You are viewing a plain text version of this content. The canonical link for it is here.

Posted to users@nifi.apache.org by Kelsey RIDER <ke...@ineat-conseil.fr> on 2018/06/21 07:13:45 UTC

NiFi and Mongo

Hello,

I've been experimenting with NiFi and MongoDB. I have a test collection with 1 million documents in it. Each document has the same flat JSON structure with 11 fields.
My NiFi flow exposes a webservice, which allows the user to fetch all the data in CSV format.

However, 1M documents brings NiFi to its knees.

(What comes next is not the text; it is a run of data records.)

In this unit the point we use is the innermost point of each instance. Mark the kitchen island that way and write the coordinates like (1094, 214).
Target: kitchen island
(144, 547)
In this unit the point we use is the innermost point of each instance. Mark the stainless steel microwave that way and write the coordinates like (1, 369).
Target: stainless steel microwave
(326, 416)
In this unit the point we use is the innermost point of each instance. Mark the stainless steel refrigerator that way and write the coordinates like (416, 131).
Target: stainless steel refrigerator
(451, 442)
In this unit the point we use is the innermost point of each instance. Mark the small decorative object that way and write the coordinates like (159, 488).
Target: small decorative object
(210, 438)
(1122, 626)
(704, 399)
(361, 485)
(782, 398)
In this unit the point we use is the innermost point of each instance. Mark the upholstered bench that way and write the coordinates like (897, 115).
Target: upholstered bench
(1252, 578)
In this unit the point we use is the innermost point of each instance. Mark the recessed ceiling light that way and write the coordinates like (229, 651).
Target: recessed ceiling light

Even after increasing the JVM's Xms and Xmx to 2G, I still get an OutOfMemoryError:

2018-06-20 11:27:43,428 WARN [Timer-Driven Process Thread-7] o.a.n.controller.tasks.ConnectableTask Admng.OutOfMemoryError: Java heap space
java.lang.OutOfMemoryError: Java heap space
        at java.util.Arrays.copyOf(Arrays.java:3332)
        at java.lang.AbstractStringBuilder.ensureCapacityInternal(AbstractStringBuilder.java:124)
        at java.lang.AbstractStringBuilder.append(AbstractStringBuilder.java:448)
        at java.lang.StringBuilder.append(StringBuilder.java:136)
        at org.apache.nifi.processors.mongodb.GetMongo.buildBatch(GetMongo.java:222)
        at org.apache.nifi.processors.mongodb.GetMongo.onTrigger(GetMongo.java:341)
        at org.apache.nifi.processor.AbstractProcessor.onTrigger(AbstractProcessor.java:27)
        at org.apache.nifi.controller.StandardProcessorNode.onTrigger(StandardProcessorNode.java:1147)
        at org.apache.nifi.controller.tasks.ConnectableTask.invoke(ConnectableTask.java:175)
        at org.apache.nifi.controller.scheduling.TimerDrivenSchedulingAgent$1.run(TimerDrivenScheduling
        at java.util.concurrent.Executors$RunnableAdapter.call(Executors.java:511)
        at java.util.concurrent.FutureTask.runAndReset(FutureTask.java:308)
        at java.util.concurrent.ScheduledThreadPoolExecutor$ScheduledFutureTask.access$301(ScheduledThr
        at java.util.concurrent.ScheduledThreadPoolExecutor$ScheduledFutureTask.run(ScheduledThreadPool
        at java.util.concurrent.ThreadPoolExecutor.runWorker(ThreadPoolExecutor.java:1149)
        at java.util.concurrent.ThreadPoolExecutor$Worker.run(ThreadPoolExecutor.java:624)

I dug into the code, and discovered that the GetMongo processor takes all the Documents returned from Mongo, converts them to Strings, and concatenates them in a StringBuilder.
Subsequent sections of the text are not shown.